Notice what's happening here. This isn't a prompt template. It isn't a function signature. It's a structured decision-making guide that encodes judgment — when to use which strategy, what to watch out for, how to recover from specific failure modes.

The agent wrote this itself, after 47 executions of scraping tasks, refining the procedure each time. The success_rate: 0.94 in the metadata isn't a fabrication — it's tracked from actual execution outcomes.

Progressive Disclosure: How Hermes Keeps Token Costs Sane

Here's the engineering problem: if you have 200 skills, you can't load all of them into the context window. That would burn tens of thousands of tokens before the agent even starts working.

Hermes solves this with a three-level progressive disclosure system:

Level 0 — The Index (Always Loaded)
The agent sees only skill names and one-line descriptions. This is a compact lookup table that costs maybe 500 tokens for dozens of skills:

Available Skills:
- web-scraping-with-retry: Scrapes web pages with retry logic and fallbacks
- data-parsing-csv: Parses messy CSV/TSV data into clean structured formats
- git-pr-review: Reviews pull requests for code quality and security issues
- email-digest-summary: Summarizes email threads into actionable bullet points
Enter fullscreen mode Exit fullscreen mode

Level 1 — Full Skill (Loaded On Demand)
When the agent decides a skill is relevant to the current task, it loads the full SKILL.md content. Now it has the complete procedure, anti-patterns, and decision logic.

Level 2 — Deep References (Rare)
Some skills include a references/ subdirectory with example scripts, configuration templates, or API documentation. These are loaded only when the agent needs specific implementation details — like a regex pattern for parsing dates, or a template for a specific API's authentication flow.

This three-tier system means the token cost scales with relevance, not with library size. An agent with 500 skills pays roughly the same base cost as one with 50 — only the skills actually needed get loaded.

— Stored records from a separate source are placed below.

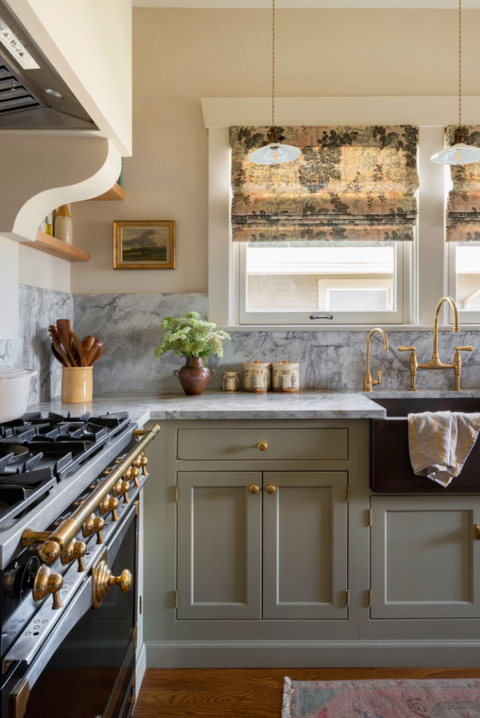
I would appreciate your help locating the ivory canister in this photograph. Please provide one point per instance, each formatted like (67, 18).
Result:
(77, 384)
(286, 376)
(256, 377)
(230, 381)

When Does the Agent Create a New Skill?

Not every task becomes a skill. Hermes uses specific triggers:

  1. Complexity threshold: The task required 5+ tool calls to complete
  2. Error recovery: The agent hit errors and successfully recovered — that recovery pattern is worth saving
  3. Novelty detection: The task doesn't match any existing skill in the library
  4. User confirmation: In some configurations, the agent asks the user before creating a skill

The threshold is intentionally high. You don't want a skill for "read a file" — that's trivial. You want skills for multi-step procedures where the agent's learned judgment actually saves time.


Self-Evolution: How DSPy + GEPA Optimize Skills Without a GPU

Manual skill creation through the Closed Learning Loop is powerful. But Nous Research pushed further with an automated evolution pipeline called GEPAGenetic-Pareto Prompt Evolution.

This is where Hermes Agent stops being "just" an agent framework and starts looking like an AI research platform.

The GEPA Pipeline (5 Stages)

Stage 1: Execution Trace Collection
GEPA reads the agent's SQLite database of past sessions. It doesn't just look at pass/fail outcomes — it analyzes the full reasoning trace: every tool call, every decision branch, every error message and recovery attempt.

Stage 2: Reflective Failure Analysis
An LLM examines failed traces and generates what Nous calls "Actionable Side Information" — a diagnosis of why the skill failed. Not "it didn't work," but "the CSS selector assumed a class name that changed between page loads" or "the retry logic didn't account for 429 rate-limit responses."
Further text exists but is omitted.